Most colorectal cancer (CRC) patients are at an advanced stage when they are first diagnosed. Risk factors for predicting overall survival (OS) in advanced stage CRC patients are crucial, and constructing a prognostic nomogram model is a scientific method for survival analysis.
A total of 2956 advanced stage CRC patients were randomised into training and validation groups at a 7:3 ratio. Univariate and multivariate Cox proportional hazards regression analyses were used to screen risk factors for OS and subsequently construct a prognostic nomogram model for predicting 1-, 3-, 5-, 8- and 10-year OS of advanced stage CRC patients. The performance of the model was demonstrated by the area under the curve (AUC) values, calibration curves and decision curve analysis (DCA). Kaplan–Meier curves were used to plot the survival probabilities for different strata of each risk factor.

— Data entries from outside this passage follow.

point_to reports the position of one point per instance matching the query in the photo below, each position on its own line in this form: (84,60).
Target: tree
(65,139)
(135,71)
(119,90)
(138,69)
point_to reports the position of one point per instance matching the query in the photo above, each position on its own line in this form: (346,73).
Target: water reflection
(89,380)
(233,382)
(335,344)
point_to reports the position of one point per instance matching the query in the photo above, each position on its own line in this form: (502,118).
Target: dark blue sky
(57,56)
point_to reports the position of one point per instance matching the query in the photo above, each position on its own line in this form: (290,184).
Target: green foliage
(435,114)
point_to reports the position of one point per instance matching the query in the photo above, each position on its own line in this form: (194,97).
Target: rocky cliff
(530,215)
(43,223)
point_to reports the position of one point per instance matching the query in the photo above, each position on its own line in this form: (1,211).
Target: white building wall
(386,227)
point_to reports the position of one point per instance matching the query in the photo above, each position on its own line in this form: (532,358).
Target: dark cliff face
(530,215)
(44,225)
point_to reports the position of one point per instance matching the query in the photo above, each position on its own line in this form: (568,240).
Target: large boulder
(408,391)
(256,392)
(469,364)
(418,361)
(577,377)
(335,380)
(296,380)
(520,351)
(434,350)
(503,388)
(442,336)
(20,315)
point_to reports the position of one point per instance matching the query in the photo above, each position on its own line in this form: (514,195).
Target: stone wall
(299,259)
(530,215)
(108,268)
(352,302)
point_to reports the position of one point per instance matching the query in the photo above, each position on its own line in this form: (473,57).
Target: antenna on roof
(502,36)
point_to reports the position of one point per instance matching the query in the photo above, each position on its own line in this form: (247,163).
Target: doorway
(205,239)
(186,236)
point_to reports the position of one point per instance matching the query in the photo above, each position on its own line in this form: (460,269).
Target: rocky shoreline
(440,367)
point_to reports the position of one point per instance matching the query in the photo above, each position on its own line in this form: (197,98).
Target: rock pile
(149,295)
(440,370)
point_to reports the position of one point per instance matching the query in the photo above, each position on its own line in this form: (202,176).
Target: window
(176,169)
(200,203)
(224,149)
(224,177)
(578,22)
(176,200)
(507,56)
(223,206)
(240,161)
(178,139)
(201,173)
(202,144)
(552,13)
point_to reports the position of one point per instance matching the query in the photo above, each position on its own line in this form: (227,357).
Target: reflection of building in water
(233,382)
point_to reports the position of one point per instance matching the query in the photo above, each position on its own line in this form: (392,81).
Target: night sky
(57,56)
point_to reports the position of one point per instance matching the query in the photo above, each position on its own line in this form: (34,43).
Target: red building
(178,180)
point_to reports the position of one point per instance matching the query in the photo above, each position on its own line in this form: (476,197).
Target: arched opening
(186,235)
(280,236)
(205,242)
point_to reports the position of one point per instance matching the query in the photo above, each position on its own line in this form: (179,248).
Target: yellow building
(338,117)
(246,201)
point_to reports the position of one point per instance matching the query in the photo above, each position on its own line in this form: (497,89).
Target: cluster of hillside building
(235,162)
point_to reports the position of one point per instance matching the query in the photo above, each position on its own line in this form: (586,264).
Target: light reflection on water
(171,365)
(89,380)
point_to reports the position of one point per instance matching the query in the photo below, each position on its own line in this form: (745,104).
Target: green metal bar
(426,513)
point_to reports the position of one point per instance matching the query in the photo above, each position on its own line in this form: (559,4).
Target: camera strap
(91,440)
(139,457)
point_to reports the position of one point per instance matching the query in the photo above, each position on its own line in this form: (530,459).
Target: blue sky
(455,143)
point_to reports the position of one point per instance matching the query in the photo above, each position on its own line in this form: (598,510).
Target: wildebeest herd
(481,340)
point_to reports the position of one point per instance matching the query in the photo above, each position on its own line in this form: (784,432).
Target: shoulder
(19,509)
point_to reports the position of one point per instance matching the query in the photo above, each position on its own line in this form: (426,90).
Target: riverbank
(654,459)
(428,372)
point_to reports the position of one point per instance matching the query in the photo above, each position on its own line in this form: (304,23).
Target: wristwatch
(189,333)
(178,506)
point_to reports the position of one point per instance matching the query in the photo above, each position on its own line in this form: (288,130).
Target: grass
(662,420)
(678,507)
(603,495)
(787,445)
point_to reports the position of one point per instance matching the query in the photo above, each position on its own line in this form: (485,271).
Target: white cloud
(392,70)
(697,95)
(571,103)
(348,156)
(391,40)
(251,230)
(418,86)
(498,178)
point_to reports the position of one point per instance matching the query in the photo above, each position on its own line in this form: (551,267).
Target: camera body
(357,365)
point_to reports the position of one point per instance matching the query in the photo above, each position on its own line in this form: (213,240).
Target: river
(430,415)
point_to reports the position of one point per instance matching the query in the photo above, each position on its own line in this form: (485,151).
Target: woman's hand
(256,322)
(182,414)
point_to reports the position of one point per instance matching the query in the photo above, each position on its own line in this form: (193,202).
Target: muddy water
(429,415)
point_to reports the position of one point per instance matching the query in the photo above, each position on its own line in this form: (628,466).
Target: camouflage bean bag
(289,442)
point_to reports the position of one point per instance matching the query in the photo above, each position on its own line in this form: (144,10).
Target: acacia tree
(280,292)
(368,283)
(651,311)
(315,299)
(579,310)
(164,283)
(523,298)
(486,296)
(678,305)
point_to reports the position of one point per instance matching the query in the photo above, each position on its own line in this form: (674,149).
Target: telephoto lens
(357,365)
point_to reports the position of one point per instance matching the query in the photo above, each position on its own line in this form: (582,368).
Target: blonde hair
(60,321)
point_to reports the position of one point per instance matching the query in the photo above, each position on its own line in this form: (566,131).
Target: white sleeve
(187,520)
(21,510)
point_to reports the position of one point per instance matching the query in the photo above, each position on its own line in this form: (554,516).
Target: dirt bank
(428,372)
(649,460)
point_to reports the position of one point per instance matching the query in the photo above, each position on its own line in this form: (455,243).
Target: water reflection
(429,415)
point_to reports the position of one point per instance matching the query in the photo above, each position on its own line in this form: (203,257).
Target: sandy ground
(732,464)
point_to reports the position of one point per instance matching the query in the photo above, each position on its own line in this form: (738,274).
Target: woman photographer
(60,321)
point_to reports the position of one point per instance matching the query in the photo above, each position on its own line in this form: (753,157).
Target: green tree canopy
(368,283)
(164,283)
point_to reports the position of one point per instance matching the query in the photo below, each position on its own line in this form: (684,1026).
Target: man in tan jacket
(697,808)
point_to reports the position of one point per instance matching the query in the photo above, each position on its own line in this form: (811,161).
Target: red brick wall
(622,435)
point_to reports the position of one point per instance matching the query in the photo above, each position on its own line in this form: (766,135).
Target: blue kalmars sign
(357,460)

There was no statistically significant difference (p > 0.05) in the 32 clinical variables between patients in the training and validation groups. Univariate and multivariate Cox proportional hazards regression analyses demonstrated that age, location, TNM, chemotherapy, liver metastasis, lung metastasis, MSH6, CEA, CA199, CA125 and CA724 were risk factors for OS. We estimated the AUC values for the nomogram model to predict 1-, 3-, 5-, 8- and 10-year OS, which in the training group were 0.826 (95% CI: 0.807–0.845), 0.836 (0.819–0.853), 0.839 (0.820–0.859), 0.835 (0.809–0.862) and 0.825 (0.779–0.870) respectively; in the validation group, the corresponding AUC values were 0.819 (0.786–0.852), 0.831 (0.804–0.858), 0.830 (0.799–0.861), 0.815 (0.774–0.857) and 0.802 (0.723–0.882) respectively. Finally, the 1-, 3-, 5-, 8- and 10-year OS rates for advanced stage CRC patients were 73.4 (71.8–75.0), 49.5 (47.8–51.4), 43.3 (41.5–45.2), 40.1 (38.1–41.9) and 38.6 (36.6–40.8) respectively.
We constructed and validated an original nomogram for predicting the postoperative OS of advanced stage CRC patients, which can help facilitates physicians to accurately assess the individual survival of postoperative patients and identify high-risk patients.